Social media tips for teachers
A recent survey from the College of Education at University of Phoenix reveals that K12 teachers struggle to integrate social media into their classroom lessons, and also to connect with students and parents outside their classrooms.
Nearly half of K12 teachers, including 58 percent of high school teachers, believe social media can enhance students’ educational experiences. But only 18 percent of all K12 teachers, and 19 percent of high school teachers, have integrated social media into their classrooms.
Admittedly, social media can be a gray area in education. But with training, open dialogue and strategic planning, social media can provide dynamic learning opportunities and prepare students to be better digital citizens. Ignoring social media, or attempting to control it to the point that it loses its benefits, can leave important learning opportunities on the table.
Educators are leveraging social media to give students a more global view. Students can share their work with larger audiences and receive authentic responses. Skype brings experts from all over the world into the classroom.
Twitter and hashtags allow teachers to create dynamic class dialogue and keep parents informed. Classes can engage in projects with students in other states or countries. LinkedIn and Twitter provide teachers with professional development and idea-sharing opportunities.
While social media offers unique opportunities to connect with students and parents, it presents challenges for teachers and administrators. According to the College of Education survey, 80 percent of teachers worry about issues that can arise when connecting with students and parents in social media.
Most teachers have personal social media accounts, but they are unsure how to proceed professionally. In fact, less than one-third of survey respondents said they have received “significant” or “adequate” training on interacting with students and parents on social networks.

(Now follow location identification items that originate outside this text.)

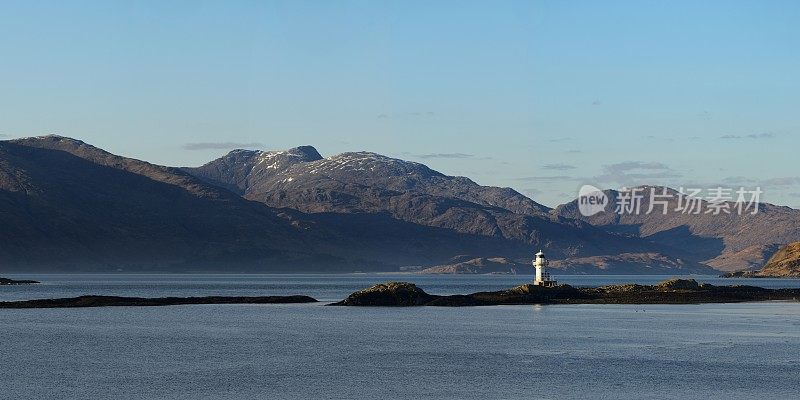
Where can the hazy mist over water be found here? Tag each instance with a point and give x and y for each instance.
(731, 351)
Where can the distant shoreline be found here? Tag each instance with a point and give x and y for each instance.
(117, 301)
(8, 282)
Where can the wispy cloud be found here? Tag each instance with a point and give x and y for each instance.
(414, 114)
(558, 167)
(784, 181)
(557, 178)
(443, 155)
(635, 172)
(765, 135)
(221, 145)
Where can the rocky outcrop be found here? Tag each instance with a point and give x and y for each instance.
(675, 291)
(114, 301)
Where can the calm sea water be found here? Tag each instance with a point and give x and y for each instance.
(726, 351)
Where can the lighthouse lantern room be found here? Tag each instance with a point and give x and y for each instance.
(542, 276)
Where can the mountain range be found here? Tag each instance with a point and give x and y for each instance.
(68, 206)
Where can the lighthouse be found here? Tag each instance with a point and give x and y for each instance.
(542, 276)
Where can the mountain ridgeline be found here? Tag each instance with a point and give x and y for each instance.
(68, 206)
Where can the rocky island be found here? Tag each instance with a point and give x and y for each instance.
(6, 281)
(674, 291)
(115, 301)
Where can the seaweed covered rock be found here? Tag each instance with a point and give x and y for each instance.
(395, 294)
(678, 284)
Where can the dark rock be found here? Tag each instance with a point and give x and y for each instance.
(675, 291)
(115, 301)
(6, 281)
(397, 294)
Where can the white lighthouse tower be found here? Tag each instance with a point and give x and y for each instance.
(542, 276)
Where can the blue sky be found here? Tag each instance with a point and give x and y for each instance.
(541, 96)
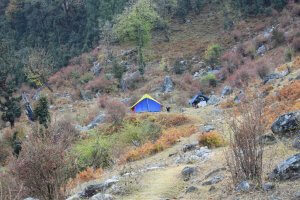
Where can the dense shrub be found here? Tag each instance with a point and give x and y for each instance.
(44, 166)
(101, 84)
(140, 133)
(278, 37)
(262, 71)
(212, 54)
(115, 111)
(296, 44)
(211, 140)
(93, 152)
(245, 154)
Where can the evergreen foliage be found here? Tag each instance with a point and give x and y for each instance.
(41, 112)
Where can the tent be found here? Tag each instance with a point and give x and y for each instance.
(198, 98)
(146, 104)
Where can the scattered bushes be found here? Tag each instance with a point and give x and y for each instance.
(138, 134)
(277, 37)
(115, 111)
(43, 166)
(93, 152)
(101, 84)
(211, 140)
(210, 79)
(212, 54)
(262, 71)
(168, 138)
(244, 157)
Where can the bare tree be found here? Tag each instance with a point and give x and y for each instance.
(245, 154)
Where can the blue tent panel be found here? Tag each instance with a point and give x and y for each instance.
(147, 105)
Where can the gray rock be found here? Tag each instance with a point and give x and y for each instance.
(287, 124)
(213, 180)
(244, 186)
(93, 189)
(168, 85)
(271, 77)
(187, 172)
(189, 147)
(296, 142)
(288, 169)
(268, 186)
(268, 139)
(96, 69)
(191, 189)
(213, 100)
(101, 196)
(261, 50)
(227, 90)
(297, 196)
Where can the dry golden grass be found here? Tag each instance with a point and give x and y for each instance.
(169, 137)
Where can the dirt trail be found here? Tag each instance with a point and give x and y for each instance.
(167, 183)
(160, 184)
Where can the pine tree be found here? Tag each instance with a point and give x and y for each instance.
(41, 112)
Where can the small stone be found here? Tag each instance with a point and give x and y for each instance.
(187, 172)
(191, 189)
(268, 186)
(244, 186)
(214, 180)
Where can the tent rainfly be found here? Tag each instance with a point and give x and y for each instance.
(146, 104)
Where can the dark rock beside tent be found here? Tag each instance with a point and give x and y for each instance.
(288, 123)
(227, 90)
(288, 169)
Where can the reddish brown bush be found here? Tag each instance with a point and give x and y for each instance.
(101, 84)
(43, 166)
(296, 43)
(115, 112)
(102, 101)
(262, 71)
(245, 153)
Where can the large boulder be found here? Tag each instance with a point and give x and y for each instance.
(288, 169)
(93, 189)
(168, 85)
(101, 196)
(187, 172)
(288, 123)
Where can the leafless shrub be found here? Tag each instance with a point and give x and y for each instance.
(244, 157)
(115, 111)
(44, 165)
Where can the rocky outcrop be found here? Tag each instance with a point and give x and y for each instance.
(168, 85)
(288, 169)
(187, 172)
(287, 124)
(92, 190)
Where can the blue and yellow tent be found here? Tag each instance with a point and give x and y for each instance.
(146, 104)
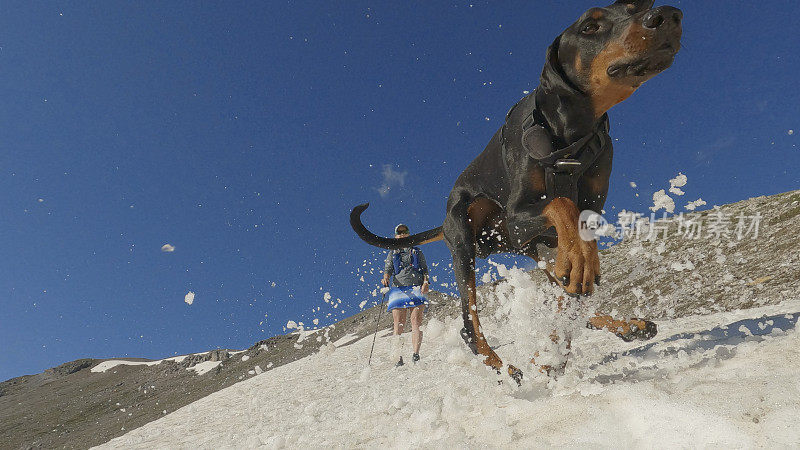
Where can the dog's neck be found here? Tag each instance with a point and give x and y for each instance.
(568, 115)
(567, 111)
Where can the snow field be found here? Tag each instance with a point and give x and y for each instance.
(744, 392)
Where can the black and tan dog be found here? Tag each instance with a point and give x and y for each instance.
(551, 160)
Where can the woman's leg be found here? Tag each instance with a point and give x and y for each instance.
(416, 322)
(399, 316)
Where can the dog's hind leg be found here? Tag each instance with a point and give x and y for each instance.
(460, 239)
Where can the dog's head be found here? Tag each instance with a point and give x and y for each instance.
(609, 52)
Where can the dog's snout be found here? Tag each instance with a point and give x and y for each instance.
(658, 16)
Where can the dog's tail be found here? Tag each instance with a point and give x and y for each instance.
(390, 243)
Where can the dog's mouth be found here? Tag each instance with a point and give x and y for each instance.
(642, 68)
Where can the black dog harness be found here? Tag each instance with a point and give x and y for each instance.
(564, 167)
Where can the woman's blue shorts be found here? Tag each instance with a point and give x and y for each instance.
(405, 297)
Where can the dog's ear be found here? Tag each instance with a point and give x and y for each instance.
(634, 6)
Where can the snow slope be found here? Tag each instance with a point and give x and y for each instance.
(727, 379)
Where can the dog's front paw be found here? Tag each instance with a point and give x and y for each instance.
(578, 266)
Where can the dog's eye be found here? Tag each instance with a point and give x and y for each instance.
(590, 28)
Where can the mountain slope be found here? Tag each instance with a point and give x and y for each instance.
(666, 280)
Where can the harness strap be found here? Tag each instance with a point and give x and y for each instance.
(563, 167)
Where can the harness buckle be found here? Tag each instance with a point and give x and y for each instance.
(561, 179)
(569, 166)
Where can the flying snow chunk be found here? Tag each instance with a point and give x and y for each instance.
(677, 183)
(662, 200)
(691, 206)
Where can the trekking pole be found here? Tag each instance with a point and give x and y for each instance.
(377, 321)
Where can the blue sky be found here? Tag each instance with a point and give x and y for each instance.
(242, 133)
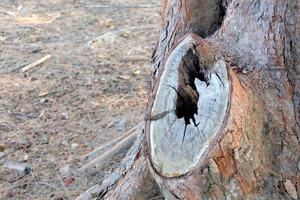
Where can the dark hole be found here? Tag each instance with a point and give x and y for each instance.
(209, 17)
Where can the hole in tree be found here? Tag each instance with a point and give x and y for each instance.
(208, 17)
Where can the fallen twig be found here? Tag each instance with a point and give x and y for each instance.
(36, 63)
(88, 194)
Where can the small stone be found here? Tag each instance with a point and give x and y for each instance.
(290, 189)
(64, 169)
(68, 181)
(22, 168)
(136, 72)
(25, 158)
(43, 100)
(74, 145)
(121, 124)
(125, 77)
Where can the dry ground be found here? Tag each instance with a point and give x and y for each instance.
(92, 89)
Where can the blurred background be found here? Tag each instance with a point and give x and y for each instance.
(74, 75)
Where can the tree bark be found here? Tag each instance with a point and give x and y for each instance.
(251, 67)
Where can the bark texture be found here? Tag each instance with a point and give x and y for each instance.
(257, 153)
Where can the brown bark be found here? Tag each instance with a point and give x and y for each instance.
(256, 155)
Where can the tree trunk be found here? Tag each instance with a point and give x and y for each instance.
(223, 113)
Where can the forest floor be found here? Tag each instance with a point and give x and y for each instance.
(92, 88)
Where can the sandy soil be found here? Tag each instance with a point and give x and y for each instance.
(92, 89)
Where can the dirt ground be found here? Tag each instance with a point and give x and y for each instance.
(92, 89)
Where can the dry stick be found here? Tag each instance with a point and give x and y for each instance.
(121, 146)
(102, 149)
(36, 63)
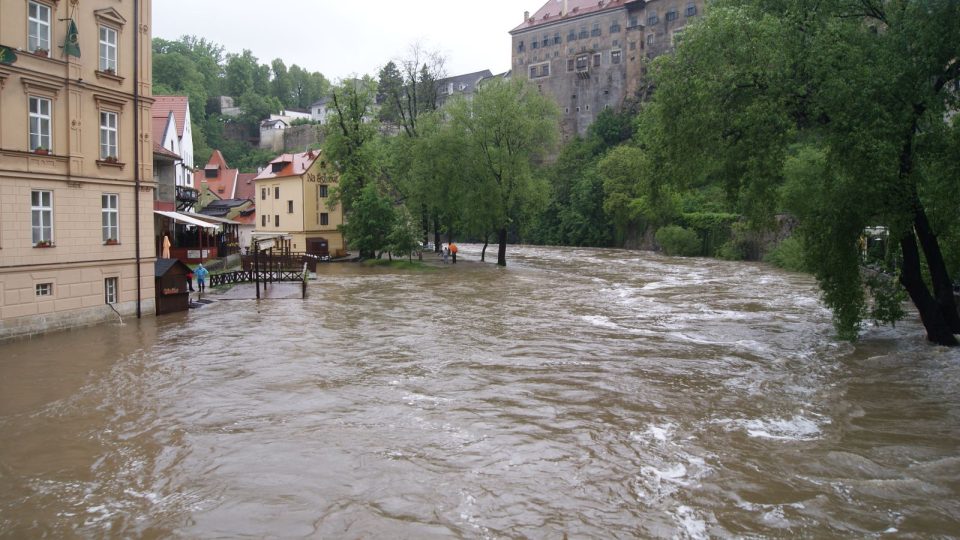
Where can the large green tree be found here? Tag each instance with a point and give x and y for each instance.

Here are four ways to set beneficial social media policies that help teachers leverage these pervasive and influential education tools:
- Create a task force and use social media to connect with teachers in your district. Consider a task force that includes teacher leaders from different schools and grade levels to help develop policies, set priorities and determine how to communicate in different channels. The individual schools and teachers will all have unique roles to play in how social media is approached in the district, so engaging them as you set policies will help you gain teacher buy-in and ensure participation.
- Use the tools strategically. Think about what you want to accomplish, and then choose the tools. A school Facebook page may be beneficial, since many parents and students use Facebook. Teachers may prefer Twitter to communicate with students and parents but use LinkedIn to connect with peers. Teachers can also look beyond common social media tools to those that specifically support classroom environments. Tools such as Edmodo allow teachers to build class groups, post announcements, and create projects and assignments in closed environments.
- Encourage dialogue about digital citizenship. Integrating social media into the classroom helps students think critically about how they are participating in social media, and whether they are doing so with purpose. Some districts believe they play a role in educating students about their own digital citizenship and how it can benefit or hinder their future opportunities. The New York City Department of Education recently created social media guidelines to help guide students’ social media activity.
- Provide training. Ongoing training shows teachers you are committed to using social media effectively and that you support them in bringing more dynamic learning opportunities into their classrooms. Have teachers from your task force lead or be part of this training. It is important to establish clear and consistent guidelines for everyone. Publish and distribute your school’s and district’s guidelines. Continually gather feedback from teachers, parents and students to re-evaluate your policies. As social media changes and evolves, we must evolve with it or risk falling behind those who look to us to lead the way.
Kathy Cook is the director of educational technology and a faculty member for the College of Education at University of Phoenix.